A ESPUMA DAS EMOÇÕES
Por horas
Por dias
Por meses
Deitei-me bem longe de ti
Palha ausente que não me aferroou o corpo
Solitário leito,
Imenso como um oceano,
Onde adormeci
Indagando sobre o futuro
Buscando erigir obstinados pensamentos
Acabou aquecendo a minha solidão
De tanto procurar a cor dos meus olhos
Perdidos nesse deserto pejado de areia
Acabei por me dissipar e ainda mais confuso
Mas a tua ausência
Não me afastou
Nem me fez esquecer de ti
Tornou-me, até, mais cúmplice
Perseguido pelos fantasmas
Estatelei-me no solo
Esventrei-me
Deixei que o musgo verde me penetrasse
E quando te desejava e ansiava pelo teu regresso
Vi que a minha solidão alimentava a minha fantasia
Ouvi-te dizer que a tua valentia
Está na cobardia dos outros
E, na verdade, tu tens essa flor ao peito
Tens a flama que te incendia e te estimula
De viver num vespeiro de cobardes
Que buscam sobreviver e seduzir
Quando, na verdade, a vida dessa gente é deveras vácua
E mesmo que, para além das serranias,
Me tentem convencer que eles é que lá mandam
Mas eu sei que quem lá manda são os de fora
Mas quem mandará, afinal, por aquelas paragens?

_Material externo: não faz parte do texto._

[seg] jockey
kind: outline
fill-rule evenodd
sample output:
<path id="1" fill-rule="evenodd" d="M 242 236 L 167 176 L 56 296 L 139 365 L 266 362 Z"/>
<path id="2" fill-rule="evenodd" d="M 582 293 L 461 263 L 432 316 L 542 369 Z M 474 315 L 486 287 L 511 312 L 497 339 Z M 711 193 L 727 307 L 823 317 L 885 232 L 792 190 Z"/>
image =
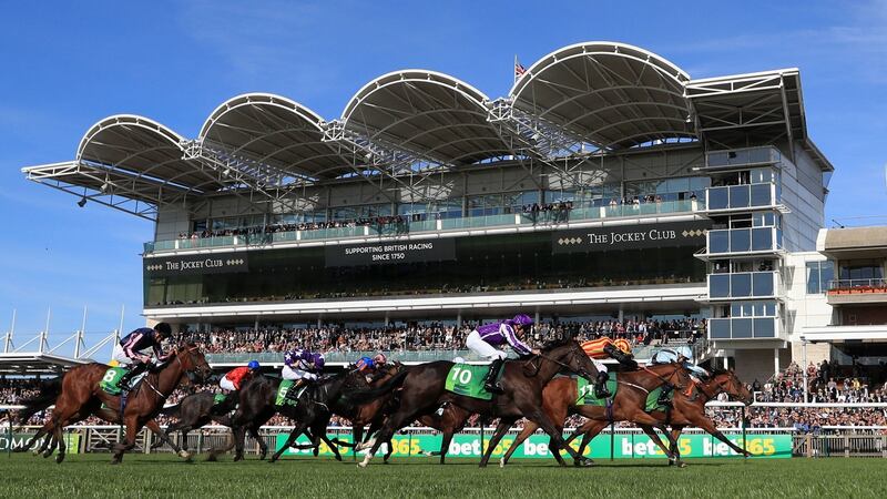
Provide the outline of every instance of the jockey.
<path id="1" fill-rule="evenodd" d="M 213 406 L 210 411 L 212 414 L 224 414 L 228 410 L 233 409 L 233 407 L 228 407 L 230 400 L 236 400 L 236 393 L 239 391 L 241 387 L 248 381 L 256 373 L 258 373 L 258 360 L 249 360 L 245 367 L 235 367 L 222 376 L 222 379 L 218 381 L 218 386 L 222 388 L 222 391 L 227 394 L 225 400 L 221 404 L 216 404 Z"/>
<path id="2" fill-rule="evenodd" d="M 465 338 L 465 346 L 468 349 L 488 360 L 492 360 L 490 371 L 487 373 L 487 378 L 483 380 L 483 388 L 491 394 L 502 393 L 502 388 L 496 383 L 496 378 L 508 354 L 497 349 L 497 346 L 508 343 L 518 355 L 539 355 L 539 349 L 530 348 L 519 337 L 524 328 L 529 330 L 529 326 L 532 324 L 533 319 L 530 316 L 518 314 L 513 319 L 485 324 L 469 333 L 468 337 Z"/>
<path id="3" fill-rule="evenodd" d="M 632 358 L 631 344 L 628 339 L 601 336 L 598 339 L 583 342 L 581 346 L 598 369 L 598 381 L 594 384 L 594 395 L 598 398 L 610 397 L 610 390 L 606 389 L 606 380 L 610 379 L 610 375 L 606 371 L 606 365 L 601 361 L 602 358 L 614 358 L 630 369 L 638 368 L 638 363 Z"/>
<path id="4" fill-rule="evenodd" d="M 129 370 L 121 376 L 118 386 L 129 390 L 130 381 L 136 375 L 144 373 L 151 363 L 151 356 L 143 354 L 142 350 L 151 347 L 157 360 L 166 360 L 169 354 L 163 353 L 162 342 L 173 335 L 173 329 L 167 323 L 157 323 L 154 328 L 140 327 L 126 336 L 120 338 L 120 343 L 114 345 L 111 358 Z"/>
<path id="5" fill-rule="evenodd" d="M 366 373 L 367 380 L 373 383 L 379 369 L 384 367 L 387 361 L 388 358 L 385 357 L 385 354 L 378 353 L 373 358 L 366 356 L 360 357 L 357 363 L 355 363 L 355 368 L 360 373 Z"/>
<path id="6" fill-rule="evenodd" d="M 694 378 L 697 379 L 706 379 L 708 377 L 708 371 L 703 369 L 702 367 L 693 364 L 690 361 L 690 358 L 693 356 L 693 353 L 690 352 L 690 347 L 676 347 L 676 348 L 662 348 L 656 350 L 652 357 L 650 357 L 650 364 L 669 364 L 669 363 L 676 363 L 679 359 L 683 359 L 684 367 L 687 368 L 693 375 Z M 674 389 L 674 386 L 671 384 L 662 385 L 662 390 L 659 394 L 659 400 L 656 404 L 661 406 L 669 406 L 671 405 L 671 400 L 669 400 L 669 395 Z"/>
<path id="7" fill-rule="evenodd" d="M 307 381 L 317 379 L 326 359 L 324 354 L 315 354 L 302 348 L 287 352 L 284 354 L 284 367 L 281 370 L 281 376 L 284 379 L 295 380 L 292 387 L 286 391 L 286 398 L 293 400 L 292 397 L 296 394 L 296 388 L 300 387 Z"/>

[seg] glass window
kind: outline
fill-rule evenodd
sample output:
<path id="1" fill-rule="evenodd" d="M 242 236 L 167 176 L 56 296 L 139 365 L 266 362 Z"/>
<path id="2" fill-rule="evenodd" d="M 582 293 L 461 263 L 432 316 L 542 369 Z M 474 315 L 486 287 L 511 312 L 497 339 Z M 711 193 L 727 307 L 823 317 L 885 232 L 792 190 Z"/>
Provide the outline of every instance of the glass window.
<path id="1" fill-rule="evenodd" d="M 708 210 L 726 210 L 728 206 L 728 187 L 712 187 L 708 190 Z"/>
<path id="2" fill-rule="evenodd" d="M 748 228 L 734 228 L 730 231 L 730 251 L 733 253 L 747 252 L 752 248 L 752 234 Z"/>
<path id="3" fill-rule="evenodd" d="M 773 276 L 772 272 L 755 272 L 752 274 L 755 296 L 773 295 Z"/>
<path id="4" fill-rule="evenodd" d="M 807 294 L 823 293 L 823 282 L 819 275 L 819 262 L 807 262 Z"/>
<path id="5" fill-rule="evenodd" d="M 773 248 L 773 230 L 753 228 L 752 230 L 752 251 L 763 252 Z"/>
<path id="6" fill-rule="evenodd" d="M 708 231 L 708 253 L 730 252 L 730 231 Z"/>
<path id="7" fill-rule="evenodd" d="M 747 185 L 734 185 L 730 187 L 730 207 L 748 207 Z"/>
<path id="8" fill-rule="evenodd" d="M 752 274 L 732 274 L 730 276 L 730 295 L 751 296 L 752 295 Z"/>
<path id="9" fill-rule="evenodd" d="M 771 205 L 769 186 L 771 184 L 752 185 L 752 206 Z"/>
<path id="10" fill-rule="evenodd" d="M 730 322 L 731 319 L 711 319 L 708 320 L 708 337 L 712 339 L 730 339 Z"/>
<path id="11" fill-rule="evenodd" d="M 712 298 L 730 297 L 730 274 L 714 274 L 708 276 L 708 295 Z"/>
<path id="12" fill-rule="evenodd" d="M 775 338 L 776 320 L 772 318 L 756 318 L 754 320 L 755 338 Z"/>
<path id="13" fill-rule="evenodd" d="M 731 329 L 734 338 L 752 337 L 752 320 L 750 318 L 731 319 Z"/>

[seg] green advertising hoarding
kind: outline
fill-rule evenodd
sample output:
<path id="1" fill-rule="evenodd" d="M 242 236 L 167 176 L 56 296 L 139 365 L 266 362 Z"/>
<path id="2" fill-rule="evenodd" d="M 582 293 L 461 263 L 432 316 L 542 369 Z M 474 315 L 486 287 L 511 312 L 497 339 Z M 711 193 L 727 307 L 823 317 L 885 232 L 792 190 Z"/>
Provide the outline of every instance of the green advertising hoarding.
<path id="1" fill-rule="evenodd" d="M 6 431 L 0 435 L 0 452 L 23 448 L 34 434 L 12 434 L 10 440 L 9 434 Z M 80 451 L 80 434 L 64 434 L 64 444 L 68 454 L 78 454 Z M 39 447 L 39 446 L 35 446 Z"/>
<path id="2" fill-rule="evenodd" d="M 333 435 L 330 435 L 333 437 Z M 286 442 L 287 435 L 277 436 L 277 448 Z M 350 441 L 350 435 L 337 435 L 336 438 L 343 441 Z M 514 441 L 514 435 L 506 435 L 502 441 L 493 449 L 492 457 L 501 457 Z M 742 435 L 732 435 L 727 439 L 742 447 Z M 487 448 L 490 438 L 485 436 L 483 448 Z M 299 437 L 298 444 L 307 444 L 307 438 Z M 397 435 L 391 439 L 395 457 L 424 456 L 426 452 L 440 450 L 440 435 Z M 548 448 L 549 438 L 544 435 L 533 435 L 528 438 L 514 451 L 513 458 L 550 458 L 551 452 Z M 726 444 L 717 440 L 710 435 L 685 435 L 677 442 L 681 457 L 704 458 L 704 457 L 740 457 Z M 579 442 L 571 444 L 573 449 L 579 448 Z M 746 449 L 755 458 L 789 458 L 792 457 L 792 436 L 791 435 L 746 435 Z M 339 452 L 350 452 L 349 448 L 340 447 Z M 381 450 L 380 450 L 381 452 Z M 312 449 L 287 449 L 285 455 L 296 456 L 313 454 Z M 320 445 L 322 456 L 333 456 L 333 451 L 324 444 Z M 449 457 L 470 457 L 480 458 L 480 437 L 478 435 L 456 435 L 450 442 Z M 594 459 L 610 457 L 610 436 L 599 435 L 585 449 L 584 456 Z M 613 438 L 613 457 L 619 459 L 643 459 L 663 458 L 662 450 L 645 435 L 630 434 L 616 435 Z"/>

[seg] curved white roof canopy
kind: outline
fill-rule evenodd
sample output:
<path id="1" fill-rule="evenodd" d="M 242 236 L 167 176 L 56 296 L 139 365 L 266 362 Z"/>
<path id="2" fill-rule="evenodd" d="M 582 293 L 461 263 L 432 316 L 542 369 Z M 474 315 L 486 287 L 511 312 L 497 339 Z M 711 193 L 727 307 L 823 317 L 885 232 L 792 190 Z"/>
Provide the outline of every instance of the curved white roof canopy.
<path id="1" fill-rule="evenodd" d="M 341 120 L 370 142 L 447 164 L 470 164 L 510 153 L 487 121 L 487 101 L 481 91 L 453 77 L 405 70 L 367 83 Z"/>
<path id="2" fill-rule="evenodd" d="M 292 175 L 332 179 L 357 159 L 323 141 L 324 120 L 281 95 L 248 93 L 225 101 L 203 124 L 198 140 Z"/>
<path id="3" fill-rule="evenodd" d="M 638 47 L 587 42 L 532 64 L 509 92 L 513 106 L 604 149 L 695 138 L 690 75 Z"/>
<path id="4" fill-rule="evenodd" d="M 183 142 L 181 135 L 149 118 L 118 114 L 90 128 L 80 141 L 77 161 L 196 191 L 224 186 L 198 164 L 182 159 Z"/>

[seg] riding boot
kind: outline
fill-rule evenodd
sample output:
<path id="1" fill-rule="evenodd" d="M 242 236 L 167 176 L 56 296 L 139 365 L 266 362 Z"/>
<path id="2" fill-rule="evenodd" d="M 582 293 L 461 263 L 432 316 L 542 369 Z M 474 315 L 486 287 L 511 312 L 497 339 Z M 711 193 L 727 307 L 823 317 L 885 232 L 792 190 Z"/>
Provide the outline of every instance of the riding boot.
<path id="1" fill-rule="evenodd" d="M 598 371 L 598 383 L 594 384 L 594 396 L 598 398 L 610 397 L 610 390 L 606 389 L 606 380 L 610 375 L 605 370 Z"/>
<path id="2" fill-rule="evenodd" d="M 131 390 L 133 388 L 133 387 L 130 386 L 130 383 L 132 381 L 132 378 L 134 378 L 134 377 L 139 376 L 140 374 L 144 373 L 146 369 L 147 369 L 147 364 L 146 363 L 139 363 L 139 364 L 132 366 L 129 370 L 126 370 L 126 373 L 123 374 L 123 376 L 120 377 L 120 380 L 118 381 L 118 387 L 120 389 L 122 389 L 123 391 Z"/>
<path id="3" fill-rule="evenodd" d="M 669 395 L 671 395 L 674 386 L 672 386 L 671 384 L 666 383 L 665 385 L 662 385 L 662 391 L 659 393 L 659 399 L 656 399 L 656 405 L 665 407 L 671 406 L 672 400 L 671 398 L 669 398 Z"/>
<path id="4" fill-rule="evenodd" d="M 289 401 L 292 401 L 292 403 L 298 401 L 298 389 L 300 387 L 307 385 L 307 384 L 308 384 L 308 380 L 305 379 L 305 378 L 296 379 L 296 383 L 294 383 L 293 386 L 290 386 L 289 389 L 286 390 L 286 394 L 284 395 L 284 398 L 289 400 Z"/>
<path id="5" fill-rule="evenodd" d="M 490 371 L 487 373 L 487 377 L 483 379 L 483 389 L 491 394 L 501 394 L 502 387 L 496 383 L 496 379 L 499 377 L 499 369 L 501 369 L 502 364 L 504 364 L 504 359 L 497 358 L 490 364 Z"/>

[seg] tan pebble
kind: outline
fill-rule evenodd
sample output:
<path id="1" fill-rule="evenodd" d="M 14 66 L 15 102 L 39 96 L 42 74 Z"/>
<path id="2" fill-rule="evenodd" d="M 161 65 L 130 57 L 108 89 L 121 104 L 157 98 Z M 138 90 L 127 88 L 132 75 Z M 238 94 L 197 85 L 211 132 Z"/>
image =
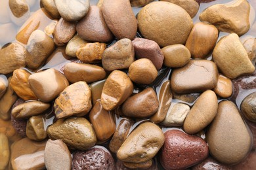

Autenticadas pelo subir e descer as serras
Comprovadas na contemplação da imagem
Que se vislumbra no reflexo das águas dos rios
Se não esse poeta, escritor, contista, médico
Com nome de espécie botânica
Que tão bem cantou as almas dessas gentes
Que descreveu emotivamente
Os fueiros descontrolados a desancar sob as cabeças dos homens
A música das concertinas a vibrar nos corpos dos cantadores
Ou que emoldurou os mais belos versos
Numa ode monumental e única
Um momento sublime descritivo
Onde todos se quedam parados, silenciosos e pensativos
A escutar a voz tímida, fluente, envolvente e sábia
E que falta sente a gente desse teu joeiro da palavra
Que te deixava cantar como se fosses um feliz jornaleiro
Nessa jorna fertilizada!
Quem ainda te ouviu naqueles longos discursos
Por alturas do 10 de junho, nessa voz da portugalidade,
Terá sentido um orgasmo de emoções
Na escolha criteriosa da palavra
Que sempre soubestes buscar
Que eu persigo há muitos anos.
E por mais décadas que eu viva
Banhar-me-ei sempre nas tuas águas
Na força torrencial dos sedimentos
Por alturas da monção
Que escorre desde os Himalaias
Que são as palavras
Nesse teu ofício
Com que tu sempre nos presenteaste!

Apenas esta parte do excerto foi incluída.